Understanding that this Gospel is proclaiming a new creation is what we find in this mystery. That empty tomb is where we belong. That empty tomb is what gives us an identity and a reason for our existence as church. Believing that we belong to the new creation is the hope we proclaim with the news that Christ has Risen. That Spirit the Creator breathed into creation at the beginning comes again to breathe new and eternal life into us and into all for this new creation. This news could not come at a better time for us as we are driven into our homes with some fear and confusion about what this all means. Yet, we are much like the three in this Gospel, people of “little faith” – but maybe that’s just enough, because a little gives us something to grow on, and grow we must.
It seems to me that right now, all scattered about, hiding in our homes, away from the company and communion we share as a church, we must grow in wisdom and grace.
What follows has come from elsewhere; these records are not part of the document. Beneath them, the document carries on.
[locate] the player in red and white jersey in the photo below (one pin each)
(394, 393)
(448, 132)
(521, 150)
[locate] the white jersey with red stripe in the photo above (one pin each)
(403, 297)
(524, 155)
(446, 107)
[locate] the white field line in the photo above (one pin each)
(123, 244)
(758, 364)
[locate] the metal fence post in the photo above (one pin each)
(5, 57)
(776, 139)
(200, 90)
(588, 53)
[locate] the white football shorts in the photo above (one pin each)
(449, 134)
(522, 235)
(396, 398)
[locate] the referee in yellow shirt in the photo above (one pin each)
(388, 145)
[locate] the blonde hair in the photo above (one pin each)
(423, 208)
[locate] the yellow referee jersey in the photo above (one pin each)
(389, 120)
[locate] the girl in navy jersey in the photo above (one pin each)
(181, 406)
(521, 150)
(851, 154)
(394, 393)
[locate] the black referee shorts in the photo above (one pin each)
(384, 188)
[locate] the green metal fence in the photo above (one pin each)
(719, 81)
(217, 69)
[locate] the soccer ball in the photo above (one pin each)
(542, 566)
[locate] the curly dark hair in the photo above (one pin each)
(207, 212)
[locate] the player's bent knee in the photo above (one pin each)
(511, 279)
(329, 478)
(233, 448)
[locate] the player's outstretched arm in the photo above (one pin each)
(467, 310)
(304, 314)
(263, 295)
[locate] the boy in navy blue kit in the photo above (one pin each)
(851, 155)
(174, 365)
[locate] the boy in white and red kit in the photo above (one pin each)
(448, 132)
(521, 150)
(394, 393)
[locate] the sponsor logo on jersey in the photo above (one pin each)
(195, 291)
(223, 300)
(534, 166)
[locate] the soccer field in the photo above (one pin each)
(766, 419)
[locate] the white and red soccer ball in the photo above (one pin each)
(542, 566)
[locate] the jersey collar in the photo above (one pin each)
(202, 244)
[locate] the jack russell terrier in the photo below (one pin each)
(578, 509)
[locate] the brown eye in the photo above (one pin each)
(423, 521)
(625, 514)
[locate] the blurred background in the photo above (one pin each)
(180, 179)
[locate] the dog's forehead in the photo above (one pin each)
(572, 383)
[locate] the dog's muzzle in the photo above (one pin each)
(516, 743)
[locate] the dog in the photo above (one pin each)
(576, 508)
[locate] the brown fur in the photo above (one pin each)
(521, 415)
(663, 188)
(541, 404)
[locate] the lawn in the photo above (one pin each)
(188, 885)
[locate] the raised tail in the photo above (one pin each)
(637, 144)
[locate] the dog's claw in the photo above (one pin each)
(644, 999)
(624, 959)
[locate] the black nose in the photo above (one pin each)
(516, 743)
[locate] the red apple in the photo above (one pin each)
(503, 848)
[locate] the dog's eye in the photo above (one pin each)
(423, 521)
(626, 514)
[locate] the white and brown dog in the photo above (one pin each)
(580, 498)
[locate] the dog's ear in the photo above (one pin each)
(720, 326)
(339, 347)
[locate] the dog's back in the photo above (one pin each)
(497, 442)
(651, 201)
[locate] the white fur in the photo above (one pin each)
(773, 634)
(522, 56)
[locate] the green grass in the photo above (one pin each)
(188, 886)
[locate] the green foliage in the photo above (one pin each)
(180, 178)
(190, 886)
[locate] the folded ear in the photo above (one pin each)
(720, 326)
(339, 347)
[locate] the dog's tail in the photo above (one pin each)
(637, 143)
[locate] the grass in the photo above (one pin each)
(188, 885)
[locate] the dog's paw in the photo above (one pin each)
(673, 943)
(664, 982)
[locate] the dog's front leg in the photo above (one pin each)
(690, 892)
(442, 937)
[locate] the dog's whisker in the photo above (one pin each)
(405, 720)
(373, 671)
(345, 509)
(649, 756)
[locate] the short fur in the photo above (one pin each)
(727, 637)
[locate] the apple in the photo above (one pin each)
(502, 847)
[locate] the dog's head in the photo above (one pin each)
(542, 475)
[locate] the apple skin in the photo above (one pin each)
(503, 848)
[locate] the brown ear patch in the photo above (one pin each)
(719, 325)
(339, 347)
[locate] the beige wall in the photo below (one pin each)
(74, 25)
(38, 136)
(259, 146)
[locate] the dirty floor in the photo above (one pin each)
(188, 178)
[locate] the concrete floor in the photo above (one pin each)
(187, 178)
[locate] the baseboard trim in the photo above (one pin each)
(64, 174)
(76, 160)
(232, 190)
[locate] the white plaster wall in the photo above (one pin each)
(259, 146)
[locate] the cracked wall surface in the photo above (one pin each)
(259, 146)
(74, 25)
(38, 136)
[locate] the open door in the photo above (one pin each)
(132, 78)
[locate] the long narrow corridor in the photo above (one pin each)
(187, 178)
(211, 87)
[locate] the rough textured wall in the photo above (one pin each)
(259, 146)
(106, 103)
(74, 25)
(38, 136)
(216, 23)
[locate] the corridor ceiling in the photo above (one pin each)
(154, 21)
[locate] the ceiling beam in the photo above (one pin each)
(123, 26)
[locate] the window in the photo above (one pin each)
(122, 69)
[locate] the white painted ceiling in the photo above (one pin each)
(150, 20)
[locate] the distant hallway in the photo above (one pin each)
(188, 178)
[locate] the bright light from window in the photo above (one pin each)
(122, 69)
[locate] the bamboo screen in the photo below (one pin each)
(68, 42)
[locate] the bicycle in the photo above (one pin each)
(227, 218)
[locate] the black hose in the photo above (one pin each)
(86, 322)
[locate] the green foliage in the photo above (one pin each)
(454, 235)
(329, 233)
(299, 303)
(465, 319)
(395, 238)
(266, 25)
I have always liked to imagine what went on inside that tomb before the stone moved. I like to think that God the Father shook his son awake, looked at him and said. “Enough rest. Get up now. There is more to do. We’re not finished yet.” With that, a son obedient unto death was also obedient unto life, and so, he got up returning to get us up, to wake us up, to stir us up so that unlike that first man and woman, we might get it right this time here in the new creation.
Christ is Risen. In spite of our “little faith, our sometimes-timid witness, our confusion and doubts, so shall we.